Garry Emmons, Senior Associate Editor of the Harvard Business School (HBS) Alumni Bulletin, recently wrote a short article titled "Encouraging Dissent in Decision-Making."
The format for these HBS articles is very reader-friendly. The articles are usually 3-5 pages, often summarizing broader research efforts. The articles are essentially teasers if you get really interested in the topic and you want more, but they are also giving you enough information to stick to the article if you don't have time for more. If the 3-page article is too much for you, stick to the paragraph executive summary and you'll still be getting something useful.
The gist of the article: "Our natural tendency to maintain silence and not rock the boat, a flaw at once personal and organizational, results in bad—sometimes deadly—decisions. Think New Coke, The Bay of Pigs, and the Columbia space shuttle disaster, for starters."

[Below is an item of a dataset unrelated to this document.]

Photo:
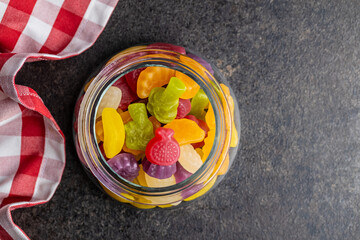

As is often the case, the key to encouraging dissent and overcoming our reluctance to speak up is to set up the right incentives and rewards system. If this requires changing the organizational culture, it's not a small task and as pointed out in the article, it needs to start from the top. What is the advice, then, for those lower down in the chain of command who would like to find constructive ways to dissent? I would like to find an article on dissent from the point of view of the employee: "How to dissent without getting fired -- or resigning?"